# por 15 users???



## pigbladder (Jun 1, 2002)

anyone get good results......i used some on some rusted suspension parts,it didnt last like i expected it...
any tips for good results...or isnt it soo good


----------



## Vedubauman (Sep 20, 2001)

*Re: por 15 users??? (pigbladder)*

I've had excellent results. Just make sure you use the top coat primer. It really all depends on which POR-15 you use. I used the semi-gloss black. If exposed to UV light without the top coat it will flake off.


----------



## charlier (Mar 9, 2001)

*Re: por 15 users??? (Vedubauman)*

I have used it and had very good results. It is VERY important that you following the directions EXACTLY. BTW, do not get any POR-15 on your skin.
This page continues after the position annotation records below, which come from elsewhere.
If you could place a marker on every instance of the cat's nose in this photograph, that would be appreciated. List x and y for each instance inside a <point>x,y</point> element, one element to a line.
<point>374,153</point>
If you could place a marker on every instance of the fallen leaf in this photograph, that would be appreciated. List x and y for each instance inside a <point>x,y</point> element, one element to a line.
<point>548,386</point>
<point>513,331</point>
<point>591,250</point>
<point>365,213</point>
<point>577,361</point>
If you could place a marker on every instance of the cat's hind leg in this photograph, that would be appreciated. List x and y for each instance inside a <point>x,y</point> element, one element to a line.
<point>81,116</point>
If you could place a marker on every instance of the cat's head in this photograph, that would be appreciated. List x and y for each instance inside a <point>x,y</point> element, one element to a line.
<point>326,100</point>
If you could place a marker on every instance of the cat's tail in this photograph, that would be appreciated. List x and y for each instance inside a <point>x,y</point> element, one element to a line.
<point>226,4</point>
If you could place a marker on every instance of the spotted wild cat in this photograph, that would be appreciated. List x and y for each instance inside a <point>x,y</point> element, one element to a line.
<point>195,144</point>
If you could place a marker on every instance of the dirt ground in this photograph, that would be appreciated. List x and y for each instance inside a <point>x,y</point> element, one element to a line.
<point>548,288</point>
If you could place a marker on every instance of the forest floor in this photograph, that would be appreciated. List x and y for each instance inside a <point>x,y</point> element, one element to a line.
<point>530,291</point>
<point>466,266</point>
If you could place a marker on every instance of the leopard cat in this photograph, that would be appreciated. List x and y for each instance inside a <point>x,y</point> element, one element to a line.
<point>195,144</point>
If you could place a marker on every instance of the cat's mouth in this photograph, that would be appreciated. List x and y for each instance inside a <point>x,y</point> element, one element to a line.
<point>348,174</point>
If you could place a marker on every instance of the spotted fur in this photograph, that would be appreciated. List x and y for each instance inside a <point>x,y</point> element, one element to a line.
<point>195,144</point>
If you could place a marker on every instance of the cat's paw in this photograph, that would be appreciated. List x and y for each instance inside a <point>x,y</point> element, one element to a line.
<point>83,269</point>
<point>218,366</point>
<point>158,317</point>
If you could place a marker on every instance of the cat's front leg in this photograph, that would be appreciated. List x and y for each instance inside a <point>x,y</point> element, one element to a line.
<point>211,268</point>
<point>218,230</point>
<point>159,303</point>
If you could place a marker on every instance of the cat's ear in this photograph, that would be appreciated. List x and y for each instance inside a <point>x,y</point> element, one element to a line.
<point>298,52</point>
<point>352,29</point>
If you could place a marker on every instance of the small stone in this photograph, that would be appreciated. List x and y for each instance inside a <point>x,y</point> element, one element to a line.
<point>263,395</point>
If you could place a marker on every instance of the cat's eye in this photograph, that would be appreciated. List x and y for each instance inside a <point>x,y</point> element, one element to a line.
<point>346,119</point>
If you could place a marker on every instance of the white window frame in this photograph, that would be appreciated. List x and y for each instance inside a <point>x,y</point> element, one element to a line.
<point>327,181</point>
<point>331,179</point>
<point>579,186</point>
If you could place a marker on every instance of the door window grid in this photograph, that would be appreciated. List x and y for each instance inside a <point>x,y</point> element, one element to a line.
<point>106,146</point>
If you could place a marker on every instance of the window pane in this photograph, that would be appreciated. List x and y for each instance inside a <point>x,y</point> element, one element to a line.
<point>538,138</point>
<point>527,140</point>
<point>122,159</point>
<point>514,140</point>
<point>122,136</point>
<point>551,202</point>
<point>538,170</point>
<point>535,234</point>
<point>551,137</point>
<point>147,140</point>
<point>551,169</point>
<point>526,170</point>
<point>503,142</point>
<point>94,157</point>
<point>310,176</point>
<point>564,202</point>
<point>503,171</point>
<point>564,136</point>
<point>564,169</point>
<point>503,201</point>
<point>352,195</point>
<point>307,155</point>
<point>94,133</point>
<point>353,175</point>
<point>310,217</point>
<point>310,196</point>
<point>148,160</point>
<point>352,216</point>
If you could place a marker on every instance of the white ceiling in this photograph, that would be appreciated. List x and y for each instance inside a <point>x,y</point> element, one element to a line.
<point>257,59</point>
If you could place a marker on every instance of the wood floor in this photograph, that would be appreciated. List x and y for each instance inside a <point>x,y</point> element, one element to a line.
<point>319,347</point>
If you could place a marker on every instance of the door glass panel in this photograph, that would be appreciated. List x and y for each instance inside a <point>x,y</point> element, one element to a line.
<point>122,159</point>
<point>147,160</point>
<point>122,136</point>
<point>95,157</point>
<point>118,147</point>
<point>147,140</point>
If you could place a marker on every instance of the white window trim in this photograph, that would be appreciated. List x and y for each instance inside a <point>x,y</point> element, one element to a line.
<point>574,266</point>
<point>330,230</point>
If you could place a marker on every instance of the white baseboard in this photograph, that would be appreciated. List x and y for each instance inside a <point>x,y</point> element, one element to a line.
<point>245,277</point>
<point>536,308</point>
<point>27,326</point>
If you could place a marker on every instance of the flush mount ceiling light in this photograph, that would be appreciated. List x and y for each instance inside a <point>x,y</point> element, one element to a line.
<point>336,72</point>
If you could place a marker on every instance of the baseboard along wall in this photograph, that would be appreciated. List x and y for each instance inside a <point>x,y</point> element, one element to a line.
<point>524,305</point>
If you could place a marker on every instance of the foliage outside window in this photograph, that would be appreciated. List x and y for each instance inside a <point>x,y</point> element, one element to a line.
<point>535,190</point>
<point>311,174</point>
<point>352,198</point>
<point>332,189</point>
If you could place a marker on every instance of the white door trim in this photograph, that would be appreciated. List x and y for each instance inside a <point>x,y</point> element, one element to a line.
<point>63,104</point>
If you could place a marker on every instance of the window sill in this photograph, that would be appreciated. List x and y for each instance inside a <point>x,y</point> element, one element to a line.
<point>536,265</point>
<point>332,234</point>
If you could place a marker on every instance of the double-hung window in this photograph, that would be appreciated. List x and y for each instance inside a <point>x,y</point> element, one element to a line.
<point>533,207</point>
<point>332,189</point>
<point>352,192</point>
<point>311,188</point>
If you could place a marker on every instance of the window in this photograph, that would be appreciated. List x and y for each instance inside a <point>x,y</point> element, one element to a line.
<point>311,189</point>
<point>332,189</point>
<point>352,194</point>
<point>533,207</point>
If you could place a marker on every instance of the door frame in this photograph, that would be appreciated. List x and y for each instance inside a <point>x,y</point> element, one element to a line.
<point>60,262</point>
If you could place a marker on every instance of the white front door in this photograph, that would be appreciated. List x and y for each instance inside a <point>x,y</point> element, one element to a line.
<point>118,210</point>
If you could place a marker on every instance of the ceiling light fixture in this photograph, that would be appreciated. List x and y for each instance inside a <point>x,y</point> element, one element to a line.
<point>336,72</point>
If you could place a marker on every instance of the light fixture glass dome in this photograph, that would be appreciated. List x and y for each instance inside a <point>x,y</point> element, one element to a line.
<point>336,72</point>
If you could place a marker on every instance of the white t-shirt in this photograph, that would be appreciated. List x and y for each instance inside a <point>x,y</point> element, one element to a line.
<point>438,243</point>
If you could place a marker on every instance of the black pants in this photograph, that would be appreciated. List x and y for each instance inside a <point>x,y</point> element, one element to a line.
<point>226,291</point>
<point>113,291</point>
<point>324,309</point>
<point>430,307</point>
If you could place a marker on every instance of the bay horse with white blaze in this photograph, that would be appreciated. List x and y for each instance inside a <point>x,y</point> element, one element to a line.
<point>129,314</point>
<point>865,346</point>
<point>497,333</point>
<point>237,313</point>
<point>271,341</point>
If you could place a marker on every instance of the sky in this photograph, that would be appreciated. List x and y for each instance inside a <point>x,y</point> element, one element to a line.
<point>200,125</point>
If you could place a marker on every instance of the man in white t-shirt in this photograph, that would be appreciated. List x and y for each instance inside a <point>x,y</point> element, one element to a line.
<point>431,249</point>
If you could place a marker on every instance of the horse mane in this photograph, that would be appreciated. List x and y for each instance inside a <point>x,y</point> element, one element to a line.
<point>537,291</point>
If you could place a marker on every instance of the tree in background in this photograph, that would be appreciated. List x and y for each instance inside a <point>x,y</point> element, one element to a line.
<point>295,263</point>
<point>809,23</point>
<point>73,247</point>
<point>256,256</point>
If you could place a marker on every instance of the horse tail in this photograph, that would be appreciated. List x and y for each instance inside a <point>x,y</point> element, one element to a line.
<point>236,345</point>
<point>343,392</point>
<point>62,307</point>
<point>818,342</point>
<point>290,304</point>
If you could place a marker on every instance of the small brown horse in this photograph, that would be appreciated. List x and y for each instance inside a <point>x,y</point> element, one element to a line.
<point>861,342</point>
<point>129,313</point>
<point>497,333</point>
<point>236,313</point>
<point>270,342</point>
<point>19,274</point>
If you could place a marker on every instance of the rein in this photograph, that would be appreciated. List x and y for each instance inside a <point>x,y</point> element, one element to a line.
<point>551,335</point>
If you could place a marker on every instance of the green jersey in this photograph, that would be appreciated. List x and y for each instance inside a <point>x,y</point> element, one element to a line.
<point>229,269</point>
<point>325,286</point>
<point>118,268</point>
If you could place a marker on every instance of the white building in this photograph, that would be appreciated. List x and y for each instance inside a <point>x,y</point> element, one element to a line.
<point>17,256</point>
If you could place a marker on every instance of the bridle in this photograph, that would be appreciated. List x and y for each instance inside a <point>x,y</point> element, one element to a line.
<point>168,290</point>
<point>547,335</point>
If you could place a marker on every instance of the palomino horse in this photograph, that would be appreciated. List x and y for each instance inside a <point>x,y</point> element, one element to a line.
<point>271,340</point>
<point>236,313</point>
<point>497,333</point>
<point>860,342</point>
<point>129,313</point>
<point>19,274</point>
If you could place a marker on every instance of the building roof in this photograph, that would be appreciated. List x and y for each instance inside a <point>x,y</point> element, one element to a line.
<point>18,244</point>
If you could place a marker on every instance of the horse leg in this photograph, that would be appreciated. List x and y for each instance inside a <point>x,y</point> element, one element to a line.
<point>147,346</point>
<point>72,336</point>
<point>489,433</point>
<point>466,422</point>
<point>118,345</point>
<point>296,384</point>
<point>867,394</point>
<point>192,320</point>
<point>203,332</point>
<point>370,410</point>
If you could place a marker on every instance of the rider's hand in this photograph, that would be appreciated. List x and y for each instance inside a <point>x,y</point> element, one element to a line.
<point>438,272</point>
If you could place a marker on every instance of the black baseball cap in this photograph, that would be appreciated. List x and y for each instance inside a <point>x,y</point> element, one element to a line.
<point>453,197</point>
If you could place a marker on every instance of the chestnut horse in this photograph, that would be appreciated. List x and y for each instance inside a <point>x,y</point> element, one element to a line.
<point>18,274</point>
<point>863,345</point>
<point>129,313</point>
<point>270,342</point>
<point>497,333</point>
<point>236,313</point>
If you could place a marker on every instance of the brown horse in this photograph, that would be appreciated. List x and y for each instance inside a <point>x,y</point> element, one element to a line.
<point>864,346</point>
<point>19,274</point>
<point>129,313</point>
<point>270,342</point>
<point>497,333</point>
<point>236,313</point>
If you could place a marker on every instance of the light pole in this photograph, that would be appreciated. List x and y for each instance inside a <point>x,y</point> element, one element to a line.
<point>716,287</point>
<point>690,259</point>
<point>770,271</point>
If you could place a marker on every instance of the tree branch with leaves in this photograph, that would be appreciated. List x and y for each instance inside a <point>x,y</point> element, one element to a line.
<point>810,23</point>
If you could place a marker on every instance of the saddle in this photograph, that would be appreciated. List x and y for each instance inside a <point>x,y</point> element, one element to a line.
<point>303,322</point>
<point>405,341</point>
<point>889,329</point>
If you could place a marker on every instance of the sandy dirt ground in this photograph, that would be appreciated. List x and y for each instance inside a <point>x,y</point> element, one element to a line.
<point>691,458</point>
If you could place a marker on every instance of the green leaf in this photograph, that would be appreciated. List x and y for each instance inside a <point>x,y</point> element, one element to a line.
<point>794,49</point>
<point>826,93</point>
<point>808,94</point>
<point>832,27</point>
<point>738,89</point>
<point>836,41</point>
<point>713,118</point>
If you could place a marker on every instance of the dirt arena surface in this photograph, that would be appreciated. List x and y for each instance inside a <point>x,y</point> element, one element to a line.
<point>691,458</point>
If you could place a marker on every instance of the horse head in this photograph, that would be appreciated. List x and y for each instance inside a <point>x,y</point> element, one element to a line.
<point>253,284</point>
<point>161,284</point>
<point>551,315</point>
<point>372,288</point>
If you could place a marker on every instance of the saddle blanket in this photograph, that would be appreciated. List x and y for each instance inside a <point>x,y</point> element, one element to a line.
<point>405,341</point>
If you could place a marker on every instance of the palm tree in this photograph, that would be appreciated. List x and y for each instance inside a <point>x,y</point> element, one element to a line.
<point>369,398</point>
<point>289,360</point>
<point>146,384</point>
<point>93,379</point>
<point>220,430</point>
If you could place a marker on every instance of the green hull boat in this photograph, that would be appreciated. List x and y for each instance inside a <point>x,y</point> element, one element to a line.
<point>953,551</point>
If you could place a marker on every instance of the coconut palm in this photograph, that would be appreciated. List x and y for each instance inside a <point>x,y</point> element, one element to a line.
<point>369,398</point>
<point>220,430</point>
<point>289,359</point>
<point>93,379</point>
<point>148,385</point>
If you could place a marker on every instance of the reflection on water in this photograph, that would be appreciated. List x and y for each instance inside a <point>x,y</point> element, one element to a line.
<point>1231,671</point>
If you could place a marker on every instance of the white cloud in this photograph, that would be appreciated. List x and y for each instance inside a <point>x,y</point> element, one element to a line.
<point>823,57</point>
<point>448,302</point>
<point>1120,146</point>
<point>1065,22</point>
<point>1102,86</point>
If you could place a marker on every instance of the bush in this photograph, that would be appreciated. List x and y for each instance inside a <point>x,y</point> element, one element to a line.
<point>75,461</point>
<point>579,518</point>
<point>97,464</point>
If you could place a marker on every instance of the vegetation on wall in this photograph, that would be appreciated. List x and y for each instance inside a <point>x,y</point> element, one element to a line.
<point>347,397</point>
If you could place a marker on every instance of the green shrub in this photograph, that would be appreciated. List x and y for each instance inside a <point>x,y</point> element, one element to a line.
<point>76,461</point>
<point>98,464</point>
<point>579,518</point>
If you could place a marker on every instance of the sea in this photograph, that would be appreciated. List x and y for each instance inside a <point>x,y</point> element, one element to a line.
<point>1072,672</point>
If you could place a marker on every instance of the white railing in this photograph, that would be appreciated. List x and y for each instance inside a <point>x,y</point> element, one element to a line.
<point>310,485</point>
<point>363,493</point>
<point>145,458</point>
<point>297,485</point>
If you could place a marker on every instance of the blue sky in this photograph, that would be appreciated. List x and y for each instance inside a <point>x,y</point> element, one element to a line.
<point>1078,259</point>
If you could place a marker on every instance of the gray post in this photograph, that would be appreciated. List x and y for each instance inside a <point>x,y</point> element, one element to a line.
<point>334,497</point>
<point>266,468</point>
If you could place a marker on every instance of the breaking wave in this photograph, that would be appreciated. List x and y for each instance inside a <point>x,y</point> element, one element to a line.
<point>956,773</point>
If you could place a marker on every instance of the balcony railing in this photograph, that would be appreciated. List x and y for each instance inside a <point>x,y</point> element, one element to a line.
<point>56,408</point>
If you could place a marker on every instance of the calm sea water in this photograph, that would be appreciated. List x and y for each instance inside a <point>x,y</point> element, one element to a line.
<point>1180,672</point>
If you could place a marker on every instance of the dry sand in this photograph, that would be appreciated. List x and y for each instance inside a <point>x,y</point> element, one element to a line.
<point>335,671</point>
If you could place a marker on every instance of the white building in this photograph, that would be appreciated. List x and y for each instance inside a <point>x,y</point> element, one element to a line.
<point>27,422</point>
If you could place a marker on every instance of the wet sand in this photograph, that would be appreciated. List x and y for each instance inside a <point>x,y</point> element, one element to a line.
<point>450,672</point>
It is true that that only way to get it off of your skin is to let it wear off.
Took 2+ weeks for it to wear off of my arm.


----------



## pigbladder (Jun 1, 2002)

*Re: por 15 users??? (charlier)*

so youve painted over rust.....how long ago?....still perfect?


----------



## Vedubauman (Sep 20, 2001)

*Re: por 15 users??? (pigbladder)*

quote:[HR][/HR]so youve painted over rust.....how long ago?....still perfect?[HR][/HR]​2 1/2 years. No problems/still perfect. The stuff is expensive but it works. http://****************.com/smile/emthup.gif 
Oh, and take the advice given above on not getting it on your skin...it took over 3 weeks.


----------



## charlier (Mar 9, 2001)

*Re: por 15 users??? (pigbladder)*

quote:[HR][/HR]so youve painted over rust.....how long ago?....still perfect?[HR][/HR]​So Far, almost 3 years and counting.....


----------



## pigbladder (Jun 1, 2002)

*Re: por 15 users??? (charlier)*

so give me a quick run down of the steps for sucess.....
i HAVE read the web site,just looking for your opinions for a lasting job
areas im thinking of doing are ..lifting underseal on the floors and the arch lip,small patches rather than big areas.....im unclear wheather i should leave it rusted to hell and paint it with por 15 ....or dremel away as much as possible then por 15
from what ive read i should leave it rusty..but that goes against the grain,id rather remove as much as possible first


----------



## pkagel (Jan 6, 2002)

*Re: por 15 users??? (pigbladder)*

use a wire wheel to get off the bigger crusty stuff, patina though is just what you need. buy the trunk and pan repair kit and it contains everything you need to do both sides of a beetle pan plus extra left over and follow the instructions EXACTLY to the letter and you'll have excellent results. their is nothing we can say in here to make the job go better than what those instructions will tell you. if you are unclear on any of the instructions then email the company, they have emailed me back with every concern i've ever had. it's been on my bug going on 5 years and the only thing that has ever taken any off was a torch when i had my clutch tube replaced and then only in a small area. best stuff i've ever seen.


----------



## ButchHusky (Feb 23, 2000)

*Re: por 15 users??? (pkagel)*

I used it on a few rusty sections of my winter beater, some areas never rusted thru while others did, oh well...
Brian


----------



## G60ING (Jun 27, 2000)

*Re: por 15 users??? (ButchHusky)*

I bought the POR 15 engine paint KIt and it holds up very well. In fact I had an Oring on my FPR go bad and had a small engine fire. The paint came through looking great. I used a Mothers wheel polish on the paint to clean it up and I'd say only a small area had any problems and that was only a slight discoloration. But None of the paint bubbled up http://****************.com/smile/emthup.gif


----------